China Issues First Batch of 2026 Crude Oil Import Quotas for Independent Refiners
11.28.2025 By Tank Terminals - NEWS

November 28, 2025 [Reuters]- Independent refiners in China have received their first batch of crude oil import quotas for 2026 that can be used for cargoes arriving by the end of the year, trade sources said on Thursday.

 

The release of the fresh quotas is expected to boost crude imports by the world’s largest oil importer and ease a supply glut.

Among the refiners, Hengli Petrochemical received a quota to import 2 million metric tons (40,000 barrels per day) of crude, said two of the sources with knowledge of the matter.

Rongsheng Petrochemical was permitted to import 750,000 tons, while Shenghong Petrochemical and Hongrun Petrochemical received quotas of 120,000 tons and 530,000 tons, respectively, three sources with knowledge of the matter said.

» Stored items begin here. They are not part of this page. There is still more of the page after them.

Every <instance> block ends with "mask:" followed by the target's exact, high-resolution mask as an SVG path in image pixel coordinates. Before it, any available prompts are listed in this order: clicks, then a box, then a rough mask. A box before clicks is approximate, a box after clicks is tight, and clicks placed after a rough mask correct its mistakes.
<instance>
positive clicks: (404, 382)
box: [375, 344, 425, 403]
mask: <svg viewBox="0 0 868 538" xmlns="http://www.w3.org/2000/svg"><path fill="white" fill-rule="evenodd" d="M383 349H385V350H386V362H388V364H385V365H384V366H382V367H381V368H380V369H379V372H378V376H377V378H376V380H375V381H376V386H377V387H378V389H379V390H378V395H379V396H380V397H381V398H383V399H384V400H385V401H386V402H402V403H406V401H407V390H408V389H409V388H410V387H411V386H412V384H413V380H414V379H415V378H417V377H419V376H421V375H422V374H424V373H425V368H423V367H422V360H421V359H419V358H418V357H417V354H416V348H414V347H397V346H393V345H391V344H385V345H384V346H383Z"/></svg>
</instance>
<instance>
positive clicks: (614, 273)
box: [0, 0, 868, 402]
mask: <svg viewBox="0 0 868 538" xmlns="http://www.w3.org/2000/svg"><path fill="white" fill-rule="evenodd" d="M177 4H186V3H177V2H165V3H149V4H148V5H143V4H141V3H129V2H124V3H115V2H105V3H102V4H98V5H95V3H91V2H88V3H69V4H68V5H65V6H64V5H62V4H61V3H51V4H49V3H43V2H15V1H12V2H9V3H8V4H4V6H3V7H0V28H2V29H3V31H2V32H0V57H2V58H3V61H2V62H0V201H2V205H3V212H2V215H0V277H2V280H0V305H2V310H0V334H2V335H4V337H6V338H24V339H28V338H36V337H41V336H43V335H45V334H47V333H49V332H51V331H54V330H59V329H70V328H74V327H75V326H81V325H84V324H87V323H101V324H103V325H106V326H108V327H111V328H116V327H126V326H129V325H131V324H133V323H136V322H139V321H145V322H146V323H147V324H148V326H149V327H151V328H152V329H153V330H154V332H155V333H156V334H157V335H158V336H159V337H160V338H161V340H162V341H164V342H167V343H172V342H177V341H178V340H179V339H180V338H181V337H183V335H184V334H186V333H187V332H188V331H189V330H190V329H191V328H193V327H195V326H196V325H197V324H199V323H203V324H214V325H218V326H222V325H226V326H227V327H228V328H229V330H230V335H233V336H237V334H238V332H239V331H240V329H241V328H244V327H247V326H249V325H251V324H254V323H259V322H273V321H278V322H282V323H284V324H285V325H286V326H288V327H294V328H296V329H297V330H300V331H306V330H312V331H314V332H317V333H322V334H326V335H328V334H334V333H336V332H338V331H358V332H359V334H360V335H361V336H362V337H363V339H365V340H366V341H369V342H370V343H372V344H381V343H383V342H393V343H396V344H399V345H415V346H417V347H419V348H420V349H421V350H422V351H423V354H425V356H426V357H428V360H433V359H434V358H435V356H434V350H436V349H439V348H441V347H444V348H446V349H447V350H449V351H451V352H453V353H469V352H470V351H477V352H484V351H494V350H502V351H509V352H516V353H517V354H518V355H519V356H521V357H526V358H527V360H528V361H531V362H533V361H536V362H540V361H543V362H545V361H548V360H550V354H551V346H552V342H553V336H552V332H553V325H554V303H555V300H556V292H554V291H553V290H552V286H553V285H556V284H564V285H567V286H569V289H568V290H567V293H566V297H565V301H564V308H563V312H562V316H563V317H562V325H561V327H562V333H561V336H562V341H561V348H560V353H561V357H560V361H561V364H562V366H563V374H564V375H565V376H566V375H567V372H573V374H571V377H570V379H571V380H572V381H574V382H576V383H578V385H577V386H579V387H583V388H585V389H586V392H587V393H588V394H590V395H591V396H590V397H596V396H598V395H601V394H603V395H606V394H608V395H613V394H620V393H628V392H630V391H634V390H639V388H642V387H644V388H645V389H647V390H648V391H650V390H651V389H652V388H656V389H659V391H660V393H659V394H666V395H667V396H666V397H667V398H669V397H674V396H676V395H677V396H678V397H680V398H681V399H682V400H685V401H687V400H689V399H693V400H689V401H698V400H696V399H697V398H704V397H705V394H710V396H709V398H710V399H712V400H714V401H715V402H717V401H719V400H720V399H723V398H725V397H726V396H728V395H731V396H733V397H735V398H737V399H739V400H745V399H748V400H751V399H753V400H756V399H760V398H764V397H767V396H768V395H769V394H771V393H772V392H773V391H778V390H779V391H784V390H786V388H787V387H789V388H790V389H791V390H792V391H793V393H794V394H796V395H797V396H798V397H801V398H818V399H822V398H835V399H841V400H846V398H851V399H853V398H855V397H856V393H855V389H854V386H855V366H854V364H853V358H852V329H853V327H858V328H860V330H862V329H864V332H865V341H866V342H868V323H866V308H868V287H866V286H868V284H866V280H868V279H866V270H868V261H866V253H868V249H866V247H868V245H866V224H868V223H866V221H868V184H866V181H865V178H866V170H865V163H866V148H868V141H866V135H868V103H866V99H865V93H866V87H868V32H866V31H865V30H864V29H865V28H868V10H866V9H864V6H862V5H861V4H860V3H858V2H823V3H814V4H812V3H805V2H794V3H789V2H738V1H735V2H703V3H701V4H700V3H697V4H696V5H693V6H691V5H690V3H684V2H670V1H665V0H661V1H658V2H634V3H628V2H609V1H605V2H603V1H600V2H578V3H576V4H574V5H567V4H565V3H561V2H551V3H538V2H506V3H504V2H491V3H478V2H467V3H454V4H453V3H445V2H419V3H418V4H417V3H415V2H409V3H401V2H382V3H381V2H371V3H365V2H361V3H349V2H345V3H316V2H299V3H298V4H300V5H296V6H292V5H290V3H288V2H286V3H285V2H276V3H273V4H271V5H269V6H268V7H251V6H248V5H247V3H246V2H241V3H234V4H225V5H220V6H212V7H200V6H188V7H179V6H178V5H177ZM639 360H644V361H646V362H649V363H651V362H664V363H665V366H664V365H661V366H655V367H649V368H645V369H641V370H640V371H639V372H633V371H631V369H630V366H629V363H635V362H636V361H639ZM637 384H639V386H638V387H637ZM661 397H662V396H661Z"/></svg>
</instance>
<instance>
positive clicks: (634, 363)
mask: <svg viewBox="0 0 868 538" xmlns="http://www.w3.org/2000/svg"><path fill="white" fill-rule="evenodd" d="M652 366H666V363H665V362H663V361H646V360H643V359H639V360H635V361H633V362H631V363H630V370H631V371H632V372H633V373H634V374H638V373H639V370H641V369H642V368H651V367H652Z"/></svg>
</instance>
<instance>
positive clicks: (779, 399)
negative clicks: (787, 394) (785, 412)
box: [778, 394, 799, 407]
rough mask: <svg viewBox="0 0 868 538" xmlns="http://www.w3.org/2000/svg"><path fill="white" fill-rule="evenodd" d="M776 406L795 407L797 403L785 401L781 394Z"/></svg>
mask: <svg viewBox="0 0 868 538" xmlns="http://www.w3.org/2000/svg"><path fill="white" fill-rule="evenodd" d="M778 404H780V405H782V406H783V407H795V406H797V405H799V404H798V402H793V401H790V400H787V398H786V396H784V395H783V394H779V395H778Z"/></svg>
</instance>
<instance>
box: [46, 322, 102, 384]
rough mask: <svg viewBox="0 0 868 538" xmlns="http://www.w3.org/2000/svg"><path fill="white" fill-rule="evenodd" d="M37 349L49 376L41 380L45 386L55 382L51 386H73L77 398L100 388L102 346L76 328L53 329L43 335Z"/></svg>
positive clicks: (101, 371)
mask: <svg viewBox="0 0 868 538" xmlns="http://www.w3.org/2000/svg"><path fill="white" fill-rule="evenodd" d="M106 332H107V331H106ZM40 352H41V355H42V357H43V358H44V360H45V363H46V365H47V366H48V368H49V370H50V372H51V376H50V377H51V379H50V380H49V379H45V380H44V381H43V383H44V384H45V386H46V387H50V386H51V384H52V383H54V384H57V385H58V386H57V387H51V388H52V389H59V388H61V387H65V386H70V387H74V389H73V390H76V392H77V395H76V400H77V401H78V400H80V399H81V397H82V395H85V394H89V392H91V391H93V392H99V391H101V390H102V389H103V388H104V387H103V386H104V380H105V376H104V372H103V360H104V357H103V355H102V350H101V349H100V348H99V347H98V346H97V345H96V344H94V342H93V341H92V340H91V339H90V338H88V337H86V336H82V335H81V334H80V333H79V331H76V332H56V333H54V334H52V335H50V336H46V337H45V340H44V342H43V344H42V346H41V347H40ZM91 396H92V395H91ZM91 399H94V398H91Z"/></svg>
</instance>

A source at another independent refiner said the company expected to receive official notification later on Thursday.

Tallies from trade sources showed that quotas of about 8 million tons have been issued to 21 refiners so far, up from 6.04 million tons issued in November 2024.

China’s commerce ministry, which regulates crude oil import quotas, did not immediately respond to a Reuters fax message to seek comment.

Last month, the ministry set the crude import quota for non-state trade at 257 million tons for 2026, unchanged from 2025.

Beijing is expected to dispatch the remaining quota for 2026 early next year, one of the sources said.

“The new issuances are expected to lift prices for prompt Iranian, Venezuelan, and Russian cargoes and help clear part of the floating storage,” Kpler’s senior analyst Xu Muyu wrote in a report on Thursday.

“The broader oil market is also set to find some support, although growing scepticism over US sanctions and lingering oversupply concerns are likely to keep persistent downward pressure on Dubai prices,” she added, referring to the Middle East crude price benchmark.

In October, the shortage of import quotas and tightening Western sanctions curbed China’s imports, leading to deeper discounts for sanctioned oil and a surge in the volume of oil stored on board ships in Asian waters.